I'm a bit confused about how this article fits in with the previously posted article about the company (http://news.ycombinator.com/item?id=1817631). There, they are harvesting PII data (e-mail) and re-selling access to related information. In this article, they explain a machine-learning-type algorithm to anonymize data to contain no PII. I don't really see how the two fit together. What's their deal?
Personally Identifying Information (PII) is defined as data which can uniquely identify an individual--name, social security number, facebook ID. Rapleaf's personalization service--which is designed to let websites personalize based on who is viewing the website--does not serve PII. Instead, it serves targeting data like "Age 40-50" and "Interests Basketball".
The idea behind the Anonymouse project is that a person should not be able to be personally identified based on the targeting information served about them. Only sets of targeting data which cannot be traced back to a unique individual is stored in the personalization cookie.
For example, it would be okay to serve a targeting cookie about a person which contained "Male, Wealthy, looking to buy a Ferrari", because thousands of people fit that description, and the ad network or website cannot identify the person with any reasonable specificity.
It would not be okay, however, to target a person as "52 year old Male, makes $256,000, lives in Sometown OH, and was born on April 12th", because in all likelihood, only one or two people fit that description, and the data would effectively serve as PII, and this would be no better than dropping a facebook ID in the cookie.
Let me know if anything's unclear, or if you want more details. From a CS perspective, it's a really cool/hard problem, and something we've spent a lot of time on. We're planning on writing an update blog post on where we are... as soon as we're done coding : )
A central concept in the article is k-anonymity, which I only learned about maybe a year or two ago. Researching, it appears though that it has been introduced in a conference article in 1998 and has been published in 2002 (http://citeseerx.ist.psu.edu/viewdoc/download?doi=10.1.1.163...), which I found rather surprising. It's a shame that the knowledge of this concept seems to be mostly restricted to CS circles. Maybe the rather steep technical barrier (research seems to be published mostly in technical context - non-scientific metric: half of the url in the resuls of googling for 'k-anonymity' has 'cs' and 'edu' in the domain name; and no literature on anonymizing datasets for people with only basic schooling in statistics and database theory seems to be available) is preventing the uptake of better database privacy protection.
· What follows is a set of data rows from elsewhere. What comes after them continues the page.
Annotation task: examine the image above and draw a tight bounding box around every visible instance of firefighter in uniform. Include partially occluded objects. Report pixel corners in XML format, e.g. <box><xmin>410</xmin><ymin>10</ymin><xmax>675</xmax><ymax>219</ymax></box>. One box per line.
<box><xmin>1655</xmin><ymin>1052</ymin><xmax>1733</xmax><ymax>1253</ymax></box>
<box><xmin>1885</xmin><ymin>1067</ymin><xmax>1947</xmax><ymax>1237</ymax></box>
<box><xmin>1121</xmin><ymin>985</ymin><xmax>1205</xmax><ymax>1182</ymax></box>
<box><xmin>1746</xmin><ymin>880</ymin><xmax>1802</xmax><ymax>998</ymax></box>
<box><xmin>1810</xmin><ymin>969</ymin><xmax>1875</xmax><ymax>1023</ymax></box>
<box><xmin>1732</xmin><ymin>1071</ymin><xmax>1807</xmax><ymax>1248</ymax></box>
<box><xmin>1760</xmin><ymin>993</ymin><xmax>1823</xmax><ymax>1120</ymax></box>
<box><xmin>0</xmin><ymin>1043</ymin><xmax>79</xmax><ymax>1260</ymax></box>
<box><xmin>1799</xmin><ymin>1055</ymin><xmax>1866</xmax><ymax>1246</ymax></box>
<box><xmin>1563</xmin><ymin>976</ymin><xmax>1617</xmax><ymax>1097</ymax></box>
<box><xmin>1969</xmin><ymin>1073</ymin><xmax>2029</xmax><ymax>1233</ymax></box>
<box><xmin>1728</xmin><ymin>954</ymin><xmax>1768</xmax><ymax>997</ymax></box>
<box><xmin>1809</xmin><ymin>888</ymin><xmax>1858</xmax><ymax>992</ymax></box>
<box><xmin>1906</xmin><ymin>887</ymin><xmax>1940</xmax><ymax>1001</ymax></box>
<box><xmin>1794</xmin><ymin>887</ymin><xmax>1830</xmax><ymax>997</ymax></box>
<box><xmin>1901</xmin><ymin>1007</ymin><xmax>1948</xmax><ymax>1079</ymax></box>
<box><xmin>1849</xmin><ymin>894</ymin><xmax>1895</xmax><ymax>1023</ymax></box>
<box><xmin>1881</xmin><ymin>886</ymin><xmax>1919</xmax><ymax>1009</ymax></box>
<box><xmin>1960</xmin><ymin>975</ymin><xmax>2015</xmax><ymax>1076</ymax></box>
Of course there's also the issue that incentives in collecting and storing sufficiently anonymous data are not aligned (and sometimes in direct competition) with the goals for which the data is collected. This company seems to be making great strides in this field with this research, I hope they keep pushing the edge and publishing their results.
Technically, this is really interesting, but what's the business justification for the engineering work?
I'm skeptical that these efforts will protect Rapleaf or any other company from public relations disasters or class-action lawsuits or harmful regulation, because the solution is too complex for reporters, lawyers, and politicians to understand. (The cynic in me thinks that even if they did understand it, that's not going to get in the way of a good story / lawsuit / feel-good cause for the public.)
While I'm sympathetic, declaring that your dataset is 16-anonymous due to cluster-based suppression isn't going to persuade anyone that's already decided that behavioral targeting is the devil.
I assume that this was just a feel-good article written in response to their name appearing in WSJ recently. The project itself has been around a few months, at least publicly. The engineering described isn't particularly novel, but it is a high-level overview of a large-scale project.
We wrote this blog post back at the end of July about the project, not in response to the WSJ article. There have been a few posts since then discussing other aspects of the project, and there will be an update coming quite soon.